Python Language Local vs Global Scope


Example

What are local and global scope?

All Python variabes which are accessible at some point in code are either in local scope or in global scope.

The explanation is that local scope includes all variables defined in the current function and global scope includes variabled defined outside of the current function.

foo = 1  # global

def func():
    bar = 2  # local
    print(foo)  # prints variable foo from global scope
    print(bar)  # prints variable bar from local scope

One can inspect which variables are in which scope. Built-in functions locals() and globals() return the whole scopes as dictionaries.

foo = 1

def func():
    bar = 2
    print(globals().keys())  # prints all variable names in global scope
    print(locals().keys())  # prints all variable names in local scope

What happens with name clashes?

foo = 1

def func():
    foo = 2  # creates a new variable foo in local scope, global foo is not affected

    print(foo)  # prints 2

    # global variable foo still exists, unchanged:
    print(globals()['foo'])  # prints 1
    print(locals()['foo'])  # prints 2

To modify a global variable, use keyword global:

foo = 1

def func():
    global foo
    foo = 2  # this modifies the global foo, rather than creating a local variable

The scope is defined for the whole body of the function!

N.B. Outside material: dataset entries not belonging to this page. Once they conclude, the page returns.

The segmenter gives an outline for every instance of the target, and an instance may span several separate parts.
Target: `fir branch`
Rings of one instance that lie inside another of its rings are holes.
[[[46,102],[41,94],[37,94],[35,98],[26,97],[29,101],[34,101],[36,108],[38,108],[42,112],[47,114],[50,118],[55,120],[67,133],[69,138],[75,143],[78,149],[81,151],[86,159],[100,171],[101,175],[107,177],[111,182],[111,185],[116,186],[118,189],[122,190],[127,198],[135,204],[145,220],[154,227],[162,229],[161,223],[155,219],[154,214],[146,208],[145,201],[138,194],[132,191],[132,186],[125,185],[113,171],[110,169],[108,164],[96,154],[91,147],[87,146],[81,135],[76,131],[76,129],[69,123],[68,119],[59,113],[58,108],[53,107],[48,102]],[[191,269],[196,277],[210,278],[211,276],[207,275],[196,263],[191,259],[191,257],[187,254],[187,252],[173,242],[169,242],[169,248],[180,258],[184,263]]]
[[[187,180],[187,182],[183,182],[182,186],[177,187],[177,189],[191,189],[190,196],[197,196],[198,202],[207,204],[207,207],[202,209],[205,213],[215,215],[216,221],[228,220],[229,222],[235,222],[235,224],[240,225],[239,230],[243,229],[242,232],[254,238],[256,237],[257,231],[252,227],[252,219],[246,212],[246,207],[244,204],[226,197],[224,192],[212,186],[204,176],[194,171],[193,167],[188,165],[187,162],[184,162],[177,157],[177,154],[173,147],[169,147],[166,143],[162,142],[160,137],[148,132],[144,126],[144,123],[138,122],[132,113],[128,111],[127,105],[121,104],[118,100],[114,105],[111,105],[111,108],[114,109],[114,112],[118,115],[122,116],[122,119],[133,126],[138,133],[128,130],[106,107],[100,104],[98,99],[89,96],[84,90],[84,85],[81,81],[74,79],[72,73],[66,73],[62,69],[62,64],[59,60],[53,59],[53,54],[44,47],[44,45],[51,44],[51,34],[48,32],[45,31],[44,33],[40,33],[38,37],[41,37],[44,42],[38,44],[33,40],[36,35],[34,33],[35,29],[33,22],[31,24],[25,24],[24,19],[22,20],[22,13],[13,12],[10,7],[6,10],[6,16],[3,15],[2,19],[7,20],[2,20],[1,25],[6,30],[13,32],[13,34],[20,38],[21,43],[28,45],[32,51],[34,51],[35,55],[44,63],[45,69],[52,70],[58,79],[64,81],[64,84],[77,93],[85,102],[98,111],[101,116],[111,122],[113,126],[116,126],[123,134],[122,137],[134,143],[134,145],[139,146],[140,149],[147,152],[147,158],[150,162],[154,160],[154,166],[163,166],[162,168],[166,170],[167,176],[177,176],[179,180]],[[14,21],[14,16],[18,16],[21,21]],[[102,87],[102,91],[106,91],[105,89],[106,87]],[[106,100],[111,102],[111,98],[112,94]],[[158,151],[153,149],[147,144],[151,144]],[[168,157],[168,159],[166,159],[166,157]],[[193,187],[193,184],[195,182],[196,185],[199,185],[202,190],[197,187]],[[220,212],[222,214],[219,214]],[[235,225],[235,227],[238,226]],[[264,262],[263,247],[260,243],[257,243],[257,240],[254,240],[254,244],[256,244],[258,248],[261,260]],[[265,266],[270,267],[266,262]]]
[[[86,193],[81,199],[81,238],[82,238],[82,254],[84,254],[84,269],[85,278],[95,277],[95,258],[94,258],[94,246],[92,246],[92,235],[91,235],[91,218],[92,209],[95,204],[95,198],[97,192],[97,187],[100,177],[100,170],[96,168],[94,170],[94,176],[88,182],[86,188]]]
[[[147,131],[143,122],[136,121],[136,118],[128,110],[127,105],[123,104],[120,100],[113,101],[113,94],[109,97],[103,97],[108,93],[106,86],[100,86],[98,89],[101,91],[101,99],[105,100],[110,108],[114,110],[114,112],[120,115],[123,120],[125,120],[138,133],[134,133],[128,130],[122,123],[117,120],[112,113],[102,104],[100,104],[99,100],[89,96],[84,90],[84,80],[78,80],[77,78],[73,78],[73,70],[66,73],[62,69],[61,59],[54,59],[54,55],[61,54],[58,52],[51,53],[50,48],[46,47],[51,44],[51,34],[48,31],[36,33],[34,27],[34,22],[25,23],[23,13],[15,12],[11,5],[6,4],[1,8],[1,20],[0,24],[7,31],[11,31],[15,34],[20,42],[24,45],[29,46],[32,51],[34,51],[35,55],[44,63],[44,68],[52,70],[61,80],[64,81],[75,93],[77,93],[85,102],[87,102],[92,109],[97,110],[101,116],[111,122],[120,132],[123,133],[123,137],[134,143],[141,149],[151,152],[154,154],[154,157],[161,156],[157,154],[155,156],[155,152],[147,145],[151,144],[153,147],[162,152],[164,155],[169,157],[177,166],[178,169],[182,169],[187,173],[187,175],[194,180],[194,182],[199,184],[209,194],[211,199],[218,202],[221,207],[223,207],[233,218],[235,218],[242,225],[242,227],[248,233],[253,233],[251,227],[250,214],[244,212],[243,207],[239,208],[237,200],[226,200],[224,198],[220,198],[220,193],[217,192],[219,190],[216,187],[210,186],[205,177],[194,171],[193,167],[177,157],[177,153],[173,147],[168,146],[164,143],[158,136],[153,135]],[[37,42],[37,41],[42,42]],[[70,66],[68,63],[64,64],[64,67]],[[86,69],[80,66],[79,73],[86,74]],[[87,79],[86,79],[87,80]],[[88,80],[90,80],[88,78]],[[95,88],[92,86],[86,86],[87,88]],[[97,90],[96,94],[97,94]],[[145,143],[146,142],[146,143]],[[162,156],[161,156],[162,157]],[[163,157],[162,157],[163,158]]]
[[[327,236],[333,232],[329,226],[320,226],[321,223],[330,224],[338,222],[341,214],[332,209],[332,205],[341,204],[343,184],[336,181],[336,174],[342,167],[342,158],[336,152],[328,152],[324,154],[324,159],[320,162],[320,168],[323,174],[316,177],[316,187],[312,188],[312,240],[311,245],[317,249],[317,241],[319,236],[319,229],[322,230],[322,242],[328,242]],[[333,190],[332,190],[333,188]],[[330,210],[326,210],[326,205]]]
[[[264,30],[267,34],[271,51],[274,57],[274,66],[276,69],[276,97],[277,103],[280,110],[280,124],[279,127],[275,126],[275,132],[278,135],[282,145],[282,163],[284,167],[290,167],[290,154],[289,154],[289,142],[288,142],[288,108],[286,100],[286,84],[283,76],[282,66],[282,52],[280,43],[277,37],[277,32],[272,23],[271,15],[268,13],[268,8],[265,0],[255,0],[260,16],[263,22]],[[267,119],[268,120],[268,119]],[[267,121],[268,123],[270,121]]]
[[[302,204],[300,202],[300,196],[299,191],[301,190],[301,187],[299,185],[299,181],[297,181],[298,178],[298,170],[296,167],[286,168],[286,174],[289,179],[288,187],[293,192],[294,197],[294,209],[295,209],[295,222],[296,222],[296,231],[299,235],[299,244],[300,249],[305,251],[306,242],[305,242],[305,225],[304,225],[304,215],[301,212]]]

What it means is that a variable will never be global for a half of the function and local afterwards, or vice-versa.

foo = 1

def func():
    # This function has a local variable foo, because it is defined down below.
    # So, foo is local from this point. Global foo is hidden.

    print(foo) # raises UnboundLocalError, because local foo is not yet initialized
    foo = 7
    print(foo)

Likewise, the oposite:

foo = 1

def func():
    # In this function, foo is a global variable from the begining

    foo = 7  # global foo is modified

    print(foo)  # 7
    print(globals()['foo'])  # 7

    global foo  # this could be anywhere within the function
    print(foo)  # 7

Functions within functions

There may be many levels of functions nested within functions, but within any one function there is only one local scope for that function and the global scope. There are no intermediate scopes.

foo = 1

def f1():
    bar = 1

    def f2():
        baz = 2
        # here, foo is a global variable, baz is a local variable
        # bar is not in either scope
        print(locals().keys())  # ['baz']
        print('bar' in locals())  # False
        print('bar' in globals())  # False

    def f3():
        baz = 3
        print(bar)  # bar from f1 is referenced so it enters local scope of f3 (closure)
        print(locals().keys())  # ['bar', 'baz']
        print('bar' in locals())  # True
        print('bar' in globals())  # False

    def f4():
        bar = 4  # a new local bar which hides bar from local scope of f1
        baz = 4
        print(bar)
        print(locals().keys())  # ['bar', 'baz']
        print('bar' in locals())  # True
        print('bar' in globals())  # False

global vs nonlocal (Python 3 only)

Both these keywords are used to gain write access to variables which are not local to the current functions.

The global keyword declares that a name should be treated as a global variable.

foo = 0  # global foo

def f1():
    foo = 1  # a new foo local in f1
    
    def f2():
        foo = 2  # a new foo local in f2
        
        def f3():
            foo = 3  # a new foo local in f3
            print(foo)  # 3
            foo = 30  # modifies local foo in f3 only
        
        def f4():
            global foo
            print(foo)  # 0
            foo = 100  # modifies global foo

On the other hand, nonlocal (see Nonlocal Variables ), available in Python 3, takes a local variable from an enclosing scope into the local scope of current function.

From the Python documentation on nonlocal:

The nonlocal statement causes the listed identifiers to refer to previously bound variables in the nearest enclosing scope excluding globals.

Python 3.x3.0
def f1():
    
    def f2():
        foo = 2  # a new foo local in f2

        def f3():
            nonlocal foo  # foo from f2, which is the nearest enclosing scope
            print(foo)  # 2
            foo = 20  # modifies foo from f2!